Justiça peruana envia Keiko Fujimori à prisão por caso Odebrecht

A Justiça peruana enviou nesta Quarta-feira,31, à prisão, a poderosa líder opositora Keiko Fujimori, acusada de receber contribuições ilegais da empreiteira Odebrecht, ameaçando a sua aspiração de ser novamente candidata à presidência, em 2021.

Ao acatar o pedido de um procurador anti-corrupção, o juiz Richard Concepción Carhuancho impôs uma prisão preventiva de 36 meses à primogênita do ex-presidente Alberto Fujimori, cujo partido controla o Congresso. “A única medida necessária no seu caso é, indubitavelmente, dea prisão preventiva”, pois ela interferiu nos poderes do Estado, como o Congresso, e tentou obstruir a Justiça, assinalou o magistrado.

O juiz decretou a prisão imediata de Keiko, 43 anos, que abraçou o seu marido, Mark Vito Villanella, antes de ser levada por vários agentes policiais. “Isto foi um linchamento público”, declarou Villanela entre as lágrimas, enquanto Keiko era conduzida aos calabouços do Palácio da Justiça, onde passou a sua primeira noite presa. Estava prevista para ontem, Quinta-feira, a sua transferência para uma penitenciária feminina. Em meados de Outubro, Keiko esteve detida por uma semana, de caso, do mesmo modo que seus colaboradores Pier Figari e Ana Herz.
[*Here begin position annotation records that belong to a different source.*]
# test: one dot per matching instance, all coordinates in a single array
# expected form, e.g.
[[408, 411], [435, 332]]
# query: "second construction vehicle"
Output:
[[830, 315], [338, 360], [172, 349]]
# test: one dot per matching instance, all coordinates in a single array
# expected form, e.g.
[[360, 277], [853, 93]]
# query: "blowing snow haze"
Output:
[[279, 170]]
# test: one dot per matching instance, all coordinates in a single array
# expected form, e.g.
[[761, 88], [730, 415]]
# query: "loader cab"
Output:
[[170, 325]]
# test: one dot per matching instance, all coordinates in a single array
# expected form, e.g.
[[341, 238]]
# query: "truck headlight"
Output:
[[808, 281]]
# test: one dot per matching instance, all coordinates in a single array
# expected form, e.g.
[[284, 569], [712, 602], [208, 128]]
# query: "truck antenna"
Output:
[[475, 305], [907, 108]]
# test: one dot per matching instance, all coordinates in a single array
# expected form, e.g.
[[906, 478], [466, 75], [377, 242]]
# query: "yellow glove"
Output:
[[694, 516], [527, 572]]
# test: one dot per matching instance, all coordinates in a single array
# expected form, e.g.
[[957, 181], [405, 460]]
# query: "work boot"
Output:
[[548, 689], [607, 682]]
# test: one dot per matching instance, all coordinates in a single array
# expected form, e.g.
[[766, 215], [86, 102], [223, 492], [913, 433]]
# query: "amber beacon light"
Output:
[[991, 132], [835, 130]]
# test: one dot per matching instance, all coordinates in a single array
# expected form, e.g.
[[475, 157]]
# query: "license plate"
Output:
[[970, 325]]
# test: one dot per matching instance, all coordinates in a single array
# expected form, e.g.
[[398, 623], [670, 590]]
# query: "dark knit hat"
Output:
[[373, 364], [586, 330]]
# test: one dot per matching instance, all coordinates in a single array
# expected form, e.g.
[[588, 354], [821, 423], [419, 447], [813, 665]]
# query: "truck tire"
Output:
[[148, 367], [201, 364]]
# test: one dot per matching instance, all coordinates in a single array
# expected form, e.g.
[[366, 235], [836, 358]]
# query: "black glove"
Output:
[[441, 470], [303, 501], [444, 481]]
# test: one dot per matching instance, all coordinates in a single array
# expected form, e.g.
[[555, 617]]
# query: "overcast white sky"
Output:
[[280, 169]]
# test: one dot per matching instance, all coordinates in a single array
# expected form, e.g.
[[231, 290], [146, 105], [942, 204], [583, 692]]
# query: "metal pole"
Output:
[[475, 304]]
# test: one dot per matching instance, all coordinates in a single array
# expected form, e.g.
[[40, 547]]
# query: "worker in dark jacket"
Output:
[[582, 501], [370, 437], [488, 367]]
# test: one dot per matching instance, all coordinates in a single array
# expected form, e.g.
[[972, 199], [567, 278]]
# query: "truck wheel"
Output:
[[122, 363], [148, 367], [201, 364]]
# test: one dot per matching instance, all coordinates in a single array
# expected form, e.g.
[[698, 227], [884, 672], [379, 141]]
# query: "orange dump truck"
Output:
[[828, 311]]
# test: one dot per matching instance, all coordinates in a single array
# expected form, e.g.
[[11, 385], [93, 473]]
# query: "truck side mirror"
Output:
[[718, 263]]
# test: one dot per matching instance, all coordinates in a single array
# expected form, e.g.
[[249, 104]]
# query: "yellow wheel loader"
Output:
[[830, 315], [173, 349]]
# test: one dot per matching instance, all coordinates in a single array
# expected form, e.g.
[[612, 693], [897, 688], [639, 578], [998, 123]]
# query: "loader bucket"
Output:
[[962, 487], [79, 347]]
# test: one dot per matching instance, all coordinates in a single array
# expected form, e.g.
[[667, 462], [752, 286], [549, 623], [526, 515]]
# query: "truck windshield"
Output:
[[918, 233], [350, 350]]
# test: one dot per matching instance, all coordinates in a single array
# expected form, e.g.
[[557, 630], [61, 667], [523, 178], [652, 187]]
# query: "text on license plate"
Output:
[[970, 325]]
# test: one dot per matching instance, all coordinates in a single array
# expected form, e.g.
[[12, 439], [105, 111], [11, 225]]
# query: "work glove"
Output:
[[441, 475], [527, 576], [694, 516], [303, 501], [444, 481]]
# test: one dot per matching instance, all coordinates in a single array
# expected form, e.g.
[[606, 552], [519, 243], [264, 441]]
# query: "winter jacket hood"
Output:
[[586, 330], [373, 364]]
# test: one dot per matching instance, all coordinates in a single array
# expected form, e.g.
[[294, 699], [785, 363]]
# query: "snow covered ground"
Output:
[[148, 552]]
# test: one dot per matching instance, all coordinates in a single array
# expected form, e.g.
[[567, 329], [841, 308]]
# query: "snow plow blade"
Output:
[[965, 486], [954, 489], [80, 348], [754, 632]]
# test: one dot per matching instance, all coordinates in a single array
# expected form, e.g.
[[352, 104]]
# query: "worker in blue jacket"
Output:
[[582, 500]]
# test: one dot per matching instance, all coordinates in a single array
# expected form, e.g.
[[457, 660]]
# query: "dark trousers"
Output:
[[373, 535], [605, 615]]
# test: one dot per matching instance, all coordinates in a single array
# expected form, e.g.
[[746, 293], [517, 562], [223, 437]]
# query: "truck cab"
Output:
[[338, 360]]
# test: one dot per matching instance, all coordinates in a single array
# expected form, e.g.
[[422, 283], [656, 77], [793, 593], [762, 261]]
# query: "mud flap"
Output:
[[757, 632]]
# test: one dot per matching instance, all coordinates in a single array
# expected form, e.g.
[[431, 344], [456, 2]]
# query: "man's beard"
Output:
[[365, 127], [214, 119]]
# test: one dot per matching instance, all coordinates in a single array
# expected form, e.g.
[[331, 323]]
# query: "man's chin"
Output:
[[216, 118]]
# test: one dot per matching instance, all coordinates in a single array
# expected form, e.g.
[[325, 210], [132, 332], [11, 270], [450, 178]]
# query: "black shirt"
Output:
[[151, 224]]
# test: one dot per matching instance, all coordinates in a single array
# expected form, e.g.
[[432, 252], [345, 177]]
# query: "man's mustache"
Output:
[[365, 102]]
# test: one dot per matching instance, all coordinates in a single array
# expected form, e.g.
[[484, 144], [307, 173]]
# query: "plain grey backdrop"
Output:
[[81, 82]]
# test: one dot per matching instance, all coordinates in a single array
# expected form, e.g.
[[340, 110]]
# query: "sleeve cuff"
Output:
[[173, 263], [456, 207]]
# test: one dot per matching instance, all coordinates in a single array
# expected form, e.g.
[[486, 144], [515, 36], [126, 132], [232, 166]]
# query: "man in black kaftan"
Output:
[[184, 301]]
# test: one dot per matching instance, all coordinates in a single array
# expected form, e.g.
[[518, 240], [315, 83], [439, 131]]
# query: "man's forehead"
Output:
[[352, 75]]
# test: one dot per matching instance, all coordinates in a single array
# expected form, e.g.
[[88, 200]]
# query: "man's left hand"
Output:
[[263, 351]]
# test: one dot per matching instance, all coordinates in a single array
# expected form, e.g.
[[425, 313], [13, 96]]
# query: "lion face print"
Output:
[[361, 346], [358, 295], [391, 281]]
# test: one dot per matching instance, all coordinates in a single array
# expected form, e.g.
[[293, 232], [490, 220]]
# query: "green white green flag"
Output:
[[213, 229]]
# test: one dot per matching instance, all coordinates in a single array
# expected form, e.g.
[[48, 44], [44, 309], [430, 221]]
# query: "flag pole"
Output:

O juiz destacou que existe a “suspeita grave” de que Keiko dirigia uma “organização criminosa de facto que surgiu dentro do partido” fujimorista, que lavava dinheiro de origem ilícita.

A ordem de prisão preventiva foi pedida pelo procurador José Domingo Pérez, que a acusa de receber 1,2 milhão de dólares de forma ilegal da Odebrecht para sua campanha de 2011. “O juízo deste gabinete é que existe suspeita grave” de que Keiko lavou dinheiro, disse Carhuancho, a quem a líder opositora acusa de estar em coluio com o procurador Pérez. A advogada Giuliana Loza declarou que já apresentou uma apelação verbal, que “vamos sustentar por escrito na próxima semana”. Nos próximos dois dias os serviços públicos estarão fechados no Peru devido ao feriado de finados, que se assinala hoje Sexta-feira, 2. O juiz afirmou que essa “organização criminosa” integrada por 13 pessoas tomava todas as decisão no partido fujimorista “passando por cima do comité política” e da bancada parlamentar.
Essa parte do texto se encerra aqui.